A syntax tree is used as Intermediate representation. The program is read as a sequence of four basic types of expressions: Load, Assign, Print and Export. Each one of these is parsed according to which types of tokens and arguments it must have. The class Parser has HashMaps which it uses to associate variables names to its values.
The development of the DSL was focused on the creation of resources to extract and manipulate data in the form of tables. For loading xml files:
LOAD "filename.xml" AS <variable-name>;
It is possible to load multiple files separating the names with ",":
LOAD "filename.xml" AS <variable-name>, "filename2.xml" AS <variable-name2>;
There is a number of expressions used for extracting and manipulating tables. All these expressions may be applied to individual tables or arrays of tables.
To search for a table and assign it to a variable:
<variable-name> = TABLE <table-name>;
This expression indicates the program to search for tables with the given name in all loaded files and assign the results to the variable. Notice that the result may contain 0, 1 or more tables. In the first case a message will be printed in the terminal indicating that no tables were found, and the variable will not be assigned. In the other cases, the variable name is associated with the result, which may be a table or an array of tables.
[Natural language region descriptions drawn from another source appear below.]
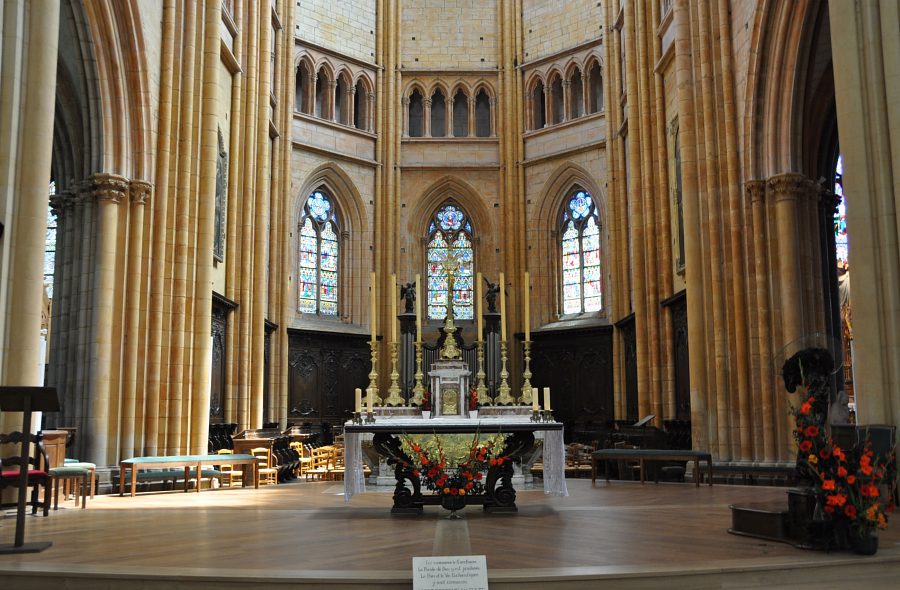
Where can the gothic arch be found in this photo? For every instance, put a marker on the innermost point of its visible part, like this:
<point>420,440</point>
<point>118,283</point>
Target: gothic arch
<point>450,187</point>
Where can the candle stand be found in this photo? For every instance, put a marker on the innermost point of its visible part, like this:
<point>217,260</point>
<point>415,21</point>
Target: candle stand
<point>504,399</point>
<point>418,389</point>
<point>393,398</point>
<point>525,398</point>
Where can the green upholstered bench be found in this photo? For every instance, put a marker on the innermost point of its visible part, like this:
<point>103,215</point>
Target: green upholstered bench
<point>166,468</point>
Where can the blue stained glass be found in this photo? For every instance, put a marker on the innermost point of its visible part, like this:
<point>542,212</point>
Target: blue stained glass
<point>450,218</point>
<point>318,206</point>
<point>580,204</point>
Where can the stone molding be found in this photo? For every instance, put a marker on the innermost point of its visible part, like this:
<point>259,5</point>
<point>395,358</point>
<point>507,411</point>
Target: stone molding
<point>140,191</point>
<point>790,186</point>
<point>756,190</point>
<point>109,187</point>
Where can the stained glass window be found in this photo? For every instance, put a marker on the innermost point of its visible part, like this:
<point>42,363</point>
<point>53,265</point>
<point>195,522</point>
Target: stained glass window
<point>580,250</point>
<point>840,216</point>
<point>318,264</point>
<point>450,234</point>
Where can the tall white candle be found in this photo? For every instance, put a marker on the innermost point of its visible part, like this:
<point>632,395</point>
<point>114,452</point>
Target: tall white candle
<point>419,292</point>
<point>478,315</point>
<point>394,297</point>
<point>527,307</point>
<point>374,306</point>
<point>502,308</point>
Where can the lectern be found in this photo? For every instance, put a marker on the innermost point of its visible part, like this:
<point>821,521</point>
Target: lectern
<point>26,400</point>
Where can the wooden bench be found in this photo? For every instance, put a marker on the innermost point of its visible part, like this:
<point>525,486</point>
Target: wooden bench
<point>644,455</point>
<point>192,466</point>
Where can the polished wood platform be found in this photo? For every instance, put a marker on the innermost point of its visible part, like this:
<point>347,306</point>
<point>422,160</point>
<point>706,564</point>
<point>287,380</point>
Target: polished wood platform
<point>624,535</point>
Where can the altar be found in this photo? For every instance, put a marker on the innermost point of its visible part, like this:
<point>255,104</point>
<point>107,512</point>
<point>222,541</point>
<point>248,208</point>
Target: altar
<point>499,494</point>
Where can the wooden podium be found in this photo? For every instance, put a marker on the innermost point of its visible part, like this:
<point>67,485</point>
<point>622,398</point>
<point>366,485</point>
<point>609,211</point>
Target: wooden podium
<point>26,400</point>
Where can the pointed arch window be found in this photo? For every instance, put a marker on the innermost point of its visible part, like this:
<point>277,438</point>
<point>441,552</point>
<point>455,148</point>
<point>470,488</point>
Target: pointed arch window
<point>319,251</point>
<point>450,233</point>
<point>580,250</point>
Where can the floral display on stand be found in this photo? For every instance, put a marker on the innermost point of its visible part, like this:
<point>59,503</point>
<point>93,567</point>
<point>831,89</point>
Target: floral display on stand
<point>847,483</point>
<point>450,469</point>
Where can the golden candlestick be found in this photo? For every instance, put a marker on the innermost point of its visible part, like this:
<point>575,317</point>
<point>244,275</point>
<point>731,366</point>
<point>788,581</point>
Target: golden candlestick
<point>504,399</point>
<point>418,389</point>
<point>525,398</point>
<point>393,398</point>
<point>480,387</point>
<point>373,374</point>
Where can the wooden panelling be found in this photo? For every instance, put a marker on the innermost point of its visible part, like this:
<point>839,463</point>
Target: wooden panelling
<point>324,369</point>
<point>577,366</point>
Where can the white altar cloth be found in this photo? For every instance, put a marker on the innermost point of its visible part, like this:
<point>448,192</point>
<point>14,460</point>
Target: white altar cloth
<point>554,448</point>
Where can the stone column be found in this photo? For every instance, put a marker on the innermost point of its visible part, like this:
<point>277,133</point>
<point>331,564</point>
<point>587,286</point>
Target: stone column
<point>426,123</point>
<point>140,194</point>
<point>756,193</point>
<point>109,189</point>
<point>787,190</point>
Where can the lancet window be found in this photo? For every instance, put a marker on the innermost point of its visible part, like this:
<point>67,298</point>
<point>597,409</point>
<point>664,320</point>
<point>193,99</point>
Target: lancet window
<point>450,235</point>
<point>319,251</point>
<point>580,251</point>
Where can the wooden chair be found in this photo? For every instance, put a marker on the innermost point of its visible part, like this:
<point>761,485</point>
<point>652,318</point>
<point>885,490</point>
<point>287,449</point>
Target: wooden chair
<point>304,461</point>
<point>230,475</point>
<point>320,464</point>
<point>10,468</point>
<point>267,473</point>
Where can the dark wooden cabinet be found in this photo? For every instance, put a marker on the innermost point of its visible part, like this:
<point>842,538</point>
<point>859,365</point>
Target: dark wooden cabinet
<point>324,369</point>
<point>577,367</point>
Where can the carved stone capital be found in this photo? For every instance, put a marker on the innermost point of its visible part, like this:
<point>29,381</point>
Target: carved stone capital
<point>61,203</point>
<point>140,191</point>
<point>790,186</point>
<point>756,190</point>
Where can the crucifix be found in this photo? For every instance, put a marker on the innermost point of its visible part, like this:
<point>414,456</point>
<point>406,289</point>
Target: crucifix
<point>450,265</point>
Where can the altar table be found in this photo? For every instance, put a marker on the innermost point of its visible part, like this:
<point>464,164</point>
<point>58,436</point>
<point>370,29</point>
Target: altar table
<point>501,498</point>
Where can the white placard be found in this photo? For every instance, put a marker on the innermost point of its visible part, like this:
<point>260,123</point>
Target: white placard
<point>463,572</point>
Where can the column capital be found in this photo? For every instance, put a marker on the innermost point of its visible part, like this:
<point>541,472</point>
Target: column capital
<point>790,186</point>
<point>62,202</point>
<point>109,187</point>
<point>140,191</point>
<point>756,190</point>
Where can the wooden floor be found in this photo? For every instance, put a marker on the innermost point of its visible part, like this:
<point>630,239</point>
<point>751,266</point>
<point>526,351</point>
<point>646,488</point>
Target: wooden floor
<point>617,535</point>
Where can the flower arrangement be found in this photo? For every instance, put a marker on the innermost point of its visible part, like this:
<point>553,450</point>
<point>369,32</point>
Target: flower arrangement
<point>849,485</point>
<point>446,476</point>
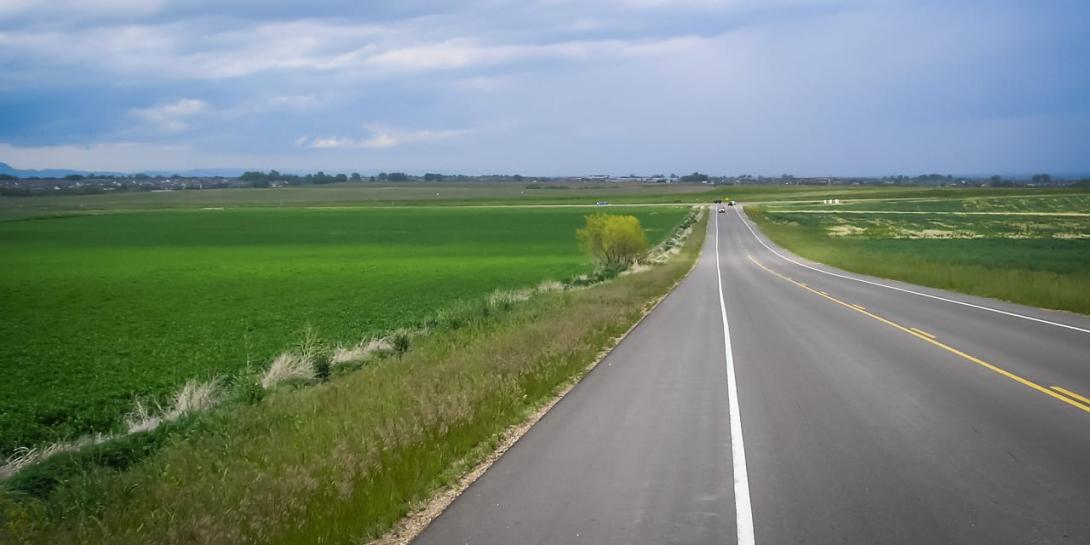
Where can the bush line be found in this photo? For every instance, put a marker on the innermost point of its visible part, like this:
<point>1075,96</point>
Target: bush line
<point>361,448</point>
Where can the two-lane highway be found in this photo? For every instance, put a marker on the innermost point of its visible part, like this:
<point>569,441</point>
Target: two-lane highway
<point>866,411</point>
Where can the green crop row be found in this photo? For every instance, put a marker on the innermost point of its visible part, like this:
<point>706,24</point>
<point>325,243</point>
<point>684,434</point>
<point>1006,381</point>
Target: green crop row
<point>97,311</point>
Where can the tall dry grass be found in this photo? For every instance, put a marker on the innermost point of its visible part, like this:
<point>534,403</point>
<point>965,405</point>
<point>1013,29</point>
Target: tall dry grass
<point>343,460</point>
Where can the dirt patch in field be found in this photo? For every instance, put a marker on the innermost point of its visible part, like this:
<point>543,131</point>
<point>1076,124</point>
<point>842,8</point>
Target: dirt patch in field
<point>845,230</point>
<point>937,233</point>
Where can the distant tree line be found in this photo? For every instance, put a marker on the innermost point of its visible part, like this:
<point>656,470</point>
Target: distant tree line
<point>258,179</point>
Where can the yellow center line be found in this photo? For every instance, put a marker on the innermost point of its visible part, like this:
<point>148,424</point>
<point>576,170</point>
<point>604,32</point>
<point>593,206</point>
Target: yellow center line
<point>1072,395</point>
<point>921,331</point>
<point>978,361</point>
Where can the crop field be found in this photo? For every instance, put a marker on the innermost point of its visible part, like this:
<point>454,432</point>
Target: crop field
<point>415,194</point>
<point>98,310</point>
<point>1027,249</point>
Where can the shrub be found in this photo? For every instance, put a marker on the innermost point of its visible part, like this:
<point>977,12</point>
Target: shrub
<point>401,343</point>
<point>613,239</point>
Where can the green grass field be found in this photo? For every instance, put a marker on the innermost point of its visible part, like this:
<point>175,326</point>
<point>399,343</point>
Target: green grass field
<point>342,460</point>
<point>96,310</point>
<point>1027,249</point>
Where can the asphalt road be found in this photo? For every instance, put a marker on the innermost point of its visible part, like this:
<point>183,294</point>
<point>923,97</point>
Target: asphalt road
<point>864,414</point>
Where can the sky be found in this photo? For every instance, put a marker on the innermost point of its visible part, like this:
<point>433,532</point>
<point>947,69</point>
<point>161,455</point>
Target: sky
<point>548,87</point>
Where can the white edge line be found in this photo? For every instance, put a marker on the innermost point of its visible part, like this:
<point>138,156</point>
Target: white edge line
<point>963,303</point>
<point>742,510</point>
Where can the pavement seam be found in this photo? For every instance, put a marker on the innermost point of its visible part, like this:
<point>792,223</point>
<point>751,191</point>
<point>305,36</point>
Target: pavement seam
<point>415,522</point>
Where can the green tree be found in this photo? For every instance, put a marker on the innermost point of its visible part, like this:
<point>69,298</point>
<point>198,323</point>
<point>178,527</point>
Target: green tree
<point>613,239</point>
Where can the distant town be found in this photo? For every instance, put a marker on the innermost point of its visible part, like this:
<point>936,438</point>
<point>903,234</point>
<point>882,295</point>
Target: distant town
<point>92,183</point>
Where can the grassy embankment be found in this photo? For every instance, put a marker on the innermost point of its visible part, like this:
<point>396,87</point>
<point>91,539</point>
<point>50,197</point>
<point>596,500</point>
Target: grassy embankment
<point>1031,249</point>
<point>343,460</point>
<point>96,311</point>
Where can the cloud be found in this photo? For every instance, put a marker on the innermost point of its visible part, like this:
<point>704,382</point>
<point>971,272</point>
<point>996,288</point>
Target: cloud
<point>382,137</point>
<point>172,117</point>
<point>123,156</point>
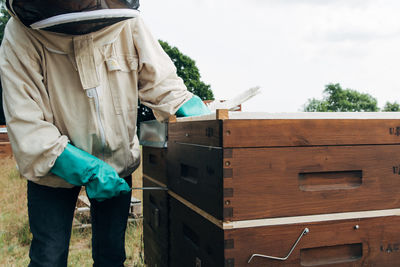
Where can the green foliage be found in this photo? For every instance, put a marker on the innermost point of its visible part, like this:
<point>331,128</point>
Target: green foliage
<point>190,74</point>
<point>188,71</point>
<point>337,99</point>
<point>391,107</point>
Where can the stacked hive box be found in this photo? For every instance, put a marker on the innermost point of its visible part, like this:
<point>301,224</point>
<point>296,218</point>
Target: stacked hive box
<point>246,188</point>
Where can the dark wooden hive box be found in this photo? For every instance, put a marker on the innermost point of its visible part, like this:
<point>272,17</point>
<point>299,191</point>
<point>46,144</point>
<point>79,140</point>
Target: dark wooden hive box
<point>286,165</point>
<point>195,241</point>
<point>244,184</point>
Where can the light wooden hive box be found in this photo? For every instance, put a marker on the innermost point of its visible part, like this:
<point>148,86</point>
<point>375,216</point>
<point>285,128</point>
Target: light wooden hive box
<point>252,184</point>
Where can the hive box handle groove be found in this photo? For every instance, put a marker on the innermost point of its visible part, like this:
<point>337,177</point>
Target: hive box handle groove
<point>322,256</point>
<point>335,180</point>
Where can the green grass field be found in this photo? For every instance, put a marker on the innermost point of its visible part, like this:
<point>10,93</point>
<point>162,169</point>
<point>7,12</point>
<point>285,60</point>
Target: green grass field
<point>15,235</point>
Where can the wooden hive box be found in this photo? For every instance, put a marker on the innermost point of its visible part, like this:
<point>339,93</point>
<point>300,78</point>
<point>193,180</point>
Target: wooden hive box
<point>254,166</point>
<point>244,185</point>
<point>197,241</point>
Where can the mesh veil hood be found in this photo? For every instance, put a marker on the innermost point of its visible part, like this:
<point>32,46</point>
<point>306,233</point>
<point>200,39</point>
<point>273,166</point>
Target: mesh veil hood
<point>72,16</point>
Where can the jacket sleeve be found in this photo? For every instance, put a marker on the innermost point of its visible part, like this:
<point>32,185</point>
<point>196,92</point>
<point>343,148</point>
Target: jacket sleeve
<point>160,88</point>
<point>35,141</point>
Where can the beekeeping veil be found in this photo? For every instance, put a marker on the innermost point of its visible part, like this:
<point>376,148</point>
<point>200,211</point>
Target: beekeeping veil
<point>72,16</point>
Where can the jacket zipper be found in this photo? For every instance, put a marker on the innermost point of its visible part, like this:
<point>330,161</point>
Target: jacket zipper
<point>92,93</point>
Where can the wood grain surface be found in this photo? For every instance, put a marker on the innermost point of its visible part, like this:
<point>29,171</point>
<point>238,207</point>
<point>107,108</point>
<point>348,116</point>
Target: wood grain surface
<point>155,225</point>
<point>357,242</point>
<point>281,132</point>
<point>365,242</point>
<point>294,181</point>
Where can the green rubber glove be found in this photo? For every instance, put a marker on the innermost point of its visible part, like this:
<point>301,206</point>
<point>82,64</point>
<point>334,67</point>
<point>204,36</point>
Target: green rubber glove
<point>79,168</point>
<point>193,107</point>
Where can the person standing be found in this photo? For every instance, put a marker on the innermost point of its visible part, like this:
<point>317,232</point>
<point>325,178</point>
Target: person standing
<point>72,73</point>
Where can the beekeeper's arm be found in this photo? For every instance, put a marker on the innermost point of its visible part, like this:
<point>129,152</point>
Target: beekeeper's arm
<point>159,86</point>
<point>37,144</point>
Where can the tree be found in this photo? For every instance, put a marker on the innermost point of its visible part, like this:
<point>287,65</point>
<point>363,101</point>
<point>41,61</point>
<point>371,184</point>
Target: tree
<point>190,74</point>
<point>337,99</point>
<point>391,107</point>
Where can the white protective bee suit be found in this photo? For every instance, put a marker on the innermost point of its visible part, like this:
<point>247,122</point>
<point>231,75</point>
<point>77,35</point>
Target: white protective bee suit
<point>83,89</point>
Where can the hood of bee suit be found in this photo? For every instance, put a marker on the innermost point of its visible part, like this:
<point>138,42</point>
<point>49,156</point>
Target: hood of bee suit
<point>73,17</point>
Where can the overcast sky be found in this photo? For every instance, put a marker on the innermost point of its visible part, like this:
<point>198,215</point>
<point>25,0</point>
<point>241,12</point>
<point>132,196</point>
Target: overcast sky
<point>291,48</point>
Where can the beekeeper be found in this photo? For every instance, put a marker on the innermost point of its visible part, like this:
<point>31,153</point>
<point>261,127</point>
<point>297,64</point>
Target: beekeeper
<point>72,73</point>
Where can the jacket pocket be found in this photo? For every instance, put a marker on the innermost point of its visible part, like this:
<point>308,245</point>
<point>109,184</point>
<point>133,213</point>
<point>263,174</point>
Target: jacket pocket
<point>123,82</point>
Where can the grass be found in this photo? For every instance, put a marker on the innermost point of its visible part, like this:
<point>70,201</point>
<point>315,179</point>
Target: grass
<point>15,235</point>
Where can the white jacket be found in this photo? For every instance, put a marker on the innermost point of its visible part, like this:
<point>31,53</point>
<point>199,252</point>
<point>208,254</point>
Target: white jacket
<point>83,89</point>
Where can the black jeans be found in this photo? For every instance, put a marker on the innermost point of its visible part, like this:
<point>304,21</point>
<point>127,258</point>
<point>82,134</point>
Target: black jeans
<point>51,212</point>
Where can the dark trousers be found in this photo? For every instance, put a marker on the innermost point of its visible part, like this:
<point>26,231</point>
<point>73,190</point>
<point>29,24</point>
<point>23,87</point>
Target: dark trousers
<point>51,212</point>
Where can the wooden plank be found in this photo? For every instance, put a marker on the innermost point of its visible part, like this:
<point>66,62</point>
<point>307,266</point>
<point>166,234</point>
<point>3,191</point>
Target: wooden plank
<point>299,116</point>
<point>311,218</point>
<point>360,242</point>
<point>201,132</point>
<point>268,182</point>
<point>273,133</point>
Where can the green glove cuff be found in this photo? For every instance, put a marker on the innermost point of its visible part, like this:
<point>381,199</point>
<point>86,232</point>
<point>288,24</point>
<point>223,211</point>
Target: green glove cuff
<point>74,165</point>
<point>79,168</point>
<point>193,107</point>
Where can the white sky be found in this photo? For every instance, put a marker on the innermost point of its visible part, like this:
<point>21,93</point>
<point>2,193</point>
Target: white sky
<point>291,48</point>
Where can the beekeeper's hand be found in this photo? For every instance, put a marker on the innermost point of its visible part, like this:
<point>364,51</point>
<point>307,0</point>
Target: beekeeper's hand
<point>79,168</point>
<point>193,107</point>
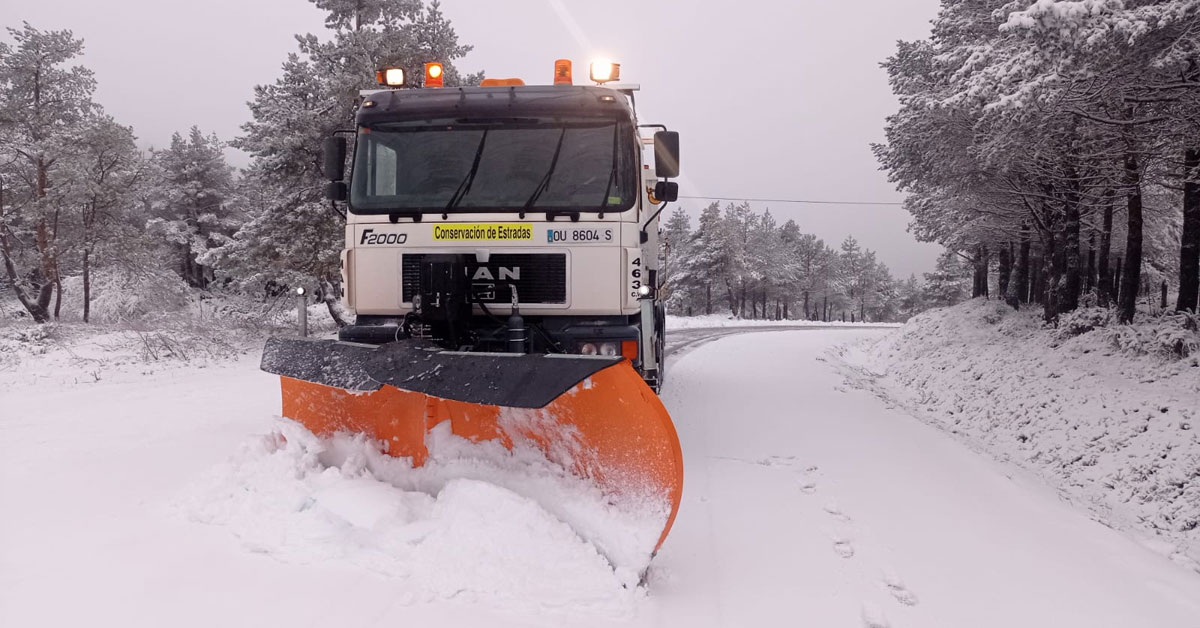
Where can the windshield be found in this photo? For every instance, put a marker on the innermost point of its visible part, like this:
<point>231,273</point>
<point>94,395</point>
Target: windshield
<point>447,166</point>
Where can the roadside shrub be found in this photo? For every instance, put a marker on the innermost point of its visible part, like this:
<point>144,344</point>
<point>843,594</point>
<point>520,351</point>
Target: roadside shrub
<point>1083,321</point>
<point>1173,336</point>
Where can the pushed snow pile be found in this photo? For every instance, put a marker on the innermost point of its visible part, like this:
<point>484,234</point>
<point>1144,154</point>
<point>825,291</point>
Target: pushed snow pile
<point>477,522</point>
<point>711,321</point>
<point>1109,414</point>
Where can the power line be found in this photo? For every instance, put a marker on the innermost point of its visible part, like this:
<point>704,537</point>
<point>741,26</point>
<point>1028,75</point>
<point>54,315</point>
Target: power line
<point>796,201</point>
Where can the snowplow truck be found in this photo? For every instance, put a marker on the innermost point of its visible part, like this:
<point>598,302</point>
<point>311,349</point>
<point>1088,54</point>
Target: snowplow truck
<point>502,262</point>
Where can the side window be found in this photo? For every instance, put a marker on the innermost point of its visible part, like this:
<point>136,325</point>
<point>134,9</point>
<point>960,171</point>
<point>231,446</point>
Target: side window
<point>383,172</point>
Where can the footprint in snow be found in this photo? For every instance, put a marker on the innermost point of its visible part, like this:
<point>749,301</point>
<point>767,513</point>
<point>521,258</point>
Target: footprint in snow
<point>835,512</point>
<point>843,548</point>
<point>900,592</point>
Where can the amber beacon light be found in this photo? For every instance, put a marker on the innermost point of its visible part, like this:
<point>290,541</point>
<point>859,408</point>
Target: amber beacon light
<point>433,76</point>
<point>563,72</point>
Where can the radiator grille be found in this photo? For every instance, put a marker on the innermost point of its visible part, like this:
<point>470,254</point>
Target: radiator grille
<point>539,277</point>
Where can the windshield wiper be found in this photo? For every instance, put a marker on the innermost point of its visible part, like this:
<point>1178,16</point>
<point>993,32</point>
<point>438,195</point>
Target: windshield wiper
<point>545,180</point>
<point>465,186</point>
<point>612,173</point>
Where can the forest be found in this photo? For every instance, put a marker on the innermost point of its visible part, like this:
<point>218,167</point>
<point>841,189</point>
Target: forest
<point>1055,145</point>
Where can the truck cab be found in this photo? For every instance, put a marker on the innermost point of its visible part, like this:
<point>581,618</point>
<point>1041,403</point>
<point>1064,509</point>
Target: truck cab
<point>505,217</point>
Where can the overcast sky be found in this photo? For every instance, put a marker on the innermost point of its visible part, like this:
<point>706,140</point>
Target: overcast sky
<point>773,99</point>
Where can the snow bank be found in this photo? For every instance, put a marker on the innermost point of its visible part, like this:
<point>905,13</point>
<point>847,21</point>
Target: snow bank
<point>208,333</point>
<point>477,522</point>
<point>1109,416</point>
<point>713,321</point>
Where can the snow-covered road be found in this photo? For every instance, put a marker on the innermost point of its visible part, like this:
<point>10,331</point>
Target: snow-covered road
<point>804,504</point>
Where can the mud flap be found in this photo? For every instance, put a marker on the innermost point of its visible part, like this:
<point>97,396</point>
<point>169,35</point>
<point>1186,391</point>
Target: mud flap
<point>593,416</point>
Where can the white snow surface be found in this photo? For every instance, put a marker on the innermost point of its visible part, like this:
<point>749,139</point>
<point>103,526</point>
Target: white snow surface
<point>724,321</point>
<point>181,498</point>
<point>1116,431</point>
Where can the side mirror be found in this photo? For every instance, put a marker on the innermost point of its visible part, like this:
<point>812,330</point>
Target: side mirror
<point>666,154</point>
<point>333,150</point>
<point>666,191</point>
<point>335,191</point>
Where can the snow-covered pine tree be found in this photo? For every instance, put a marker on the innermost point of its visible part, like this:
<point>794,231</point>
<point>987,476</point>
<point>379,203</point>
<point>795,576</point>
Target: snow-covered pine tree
<point>108,169</point>
<point>45,103</point>
<point>703,261</point>
<point>191,207</point>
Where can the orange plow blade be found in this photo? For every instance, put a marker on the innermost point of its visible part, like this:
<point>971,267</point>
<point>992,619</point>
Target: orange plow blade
<point>599,422</point>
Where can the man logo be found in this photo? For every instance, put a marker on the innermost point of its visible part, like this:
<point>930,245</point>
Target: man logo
<point>505,274</point>
<point>371,237</point>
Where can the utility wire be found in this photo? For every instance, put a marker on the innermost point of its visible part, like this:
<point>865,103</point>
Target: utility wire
<point>796,201</point>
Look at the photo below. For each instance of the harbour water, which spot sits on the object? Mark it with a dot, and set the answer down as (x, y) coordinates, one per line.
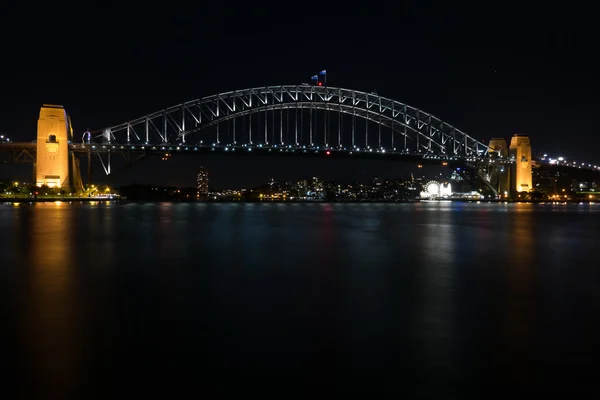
(424, 299)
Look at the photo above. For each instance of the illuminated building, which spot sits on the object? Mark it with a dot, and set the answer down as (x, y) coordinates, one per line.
(521, 173)
(500, 176)
(499, 145)
(52, 154)
(436, 190)
(202, 182)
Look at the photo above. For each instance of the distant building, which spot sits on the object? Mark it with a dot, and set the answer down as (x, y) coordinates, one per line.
(202, 182)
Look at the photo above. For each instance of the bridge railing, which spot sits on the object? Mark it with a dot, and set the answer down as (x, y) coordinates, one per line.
(298, 115)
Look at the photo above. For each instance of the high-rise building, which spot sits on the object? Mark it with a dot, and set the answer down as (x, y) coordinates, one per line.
(202, 182)
(521, 174)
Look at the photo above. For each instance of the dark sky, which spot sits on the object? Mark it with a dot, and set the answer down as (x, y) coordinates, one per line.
(491, 69)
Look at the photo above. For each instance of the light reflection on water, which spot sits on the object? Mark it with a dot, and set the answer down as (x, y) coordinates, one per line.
(432, 298)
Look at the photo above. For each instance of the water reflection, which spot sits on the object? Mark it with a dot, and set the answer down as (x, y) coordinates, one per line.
(51, 314)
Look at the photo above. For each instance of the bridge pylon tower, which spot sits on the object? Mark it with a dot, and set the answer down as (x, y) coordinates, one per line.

Structures are objects used to specify what rows and/or columns should exist in a table. The following expressions are used to define structures:
<variable-name> = STRUCTURE (<rows-names>)x(<columns-names>);
<variable-name> = STRUCTURE ROW(<rows-names>);
<variable-name> = STRUCTURE COL(<columns-names>);
The use of the keyword STRUCTURE is optional. The names must be separated with ",". The following expression fits a table in a structure:
<table-name> = FIT <table-name> INTO <structure-name>;
The following expression finds a table that has the rows and columns required by a structure and fits the table in this structure:
<variable-name> = FIND <structure-name>;
The expressions for finding and extracting tables in xml files may be used without specifying the files, and in this case all the loaded files will be used. For finding tables in specific files, use the following:
<variable-name> = TABLE <table-name> FROM <file-variable1>, <file-variable2>;
<variable-name> = FIND <structure-name> FROM <file-variable1>, <file-variable2>;
The following expression is used to transpose tables:
<table-name> = TRANSPOSE <table-name>;
The following expression is used to join tables, like in SQL natural join:
<table-name3> = JOIN <table-name>, <table-name2>;
If arrays are passed as arguments to the join instruction, only the first tables of aeach array will be considered. The following expression is used to print tables or strings in the terminal:
PRINT <table-name>;
PRINT <string>;
Strings must be written with double quote. Multiple arguments may be passed to the print function. In this case they must be separated with "<<". Example:
PRINT "Tables 1 and 2:" << table1 << table2;
The following expression is used to export tables to csv or json files:
EXPORT <variable-name> AS <file-name>;
The file name must be a string that ends with ".csv" or ".json". If an array of tables is passed, multiple files will be created. The generated files may have for example the names "filename(0).csv", "filename(1).csv", "filename(2).csv", etc.
When referring in the dsl file to a xml file that must be passed as argument to the program, use the symbols $0, $1, $2, etc.
See the files "example.dsl", "example2.dls" and "example3.dsl" for examples on how to use the language.
Packages used: DOM, to parse the XML files. JSON, to export to JSON.
Specific error messages are printed in the following situations:
- When the program tries to access a variable (table, file or structure) that does not exist.
- When the program tries to access a parameter (a xml file) but not enough parameters were passed to the program.
- When the program tries to specify a structure without names for columns or rows.
- When in an export expression the format of the file to export is not specified or not supported (the file name must end in .csv or .json). In the first two cases the error will cause the program to stop, because there will be values missing to calculate the result of the expression. In the other two cases the instruction is simply not executed. It is possible to override variables. The parser checks the existence of variables with same names and removes one of them if necessary. This way the same name may be used to refer to different types of variables in different parts of the program (like in javascript and python).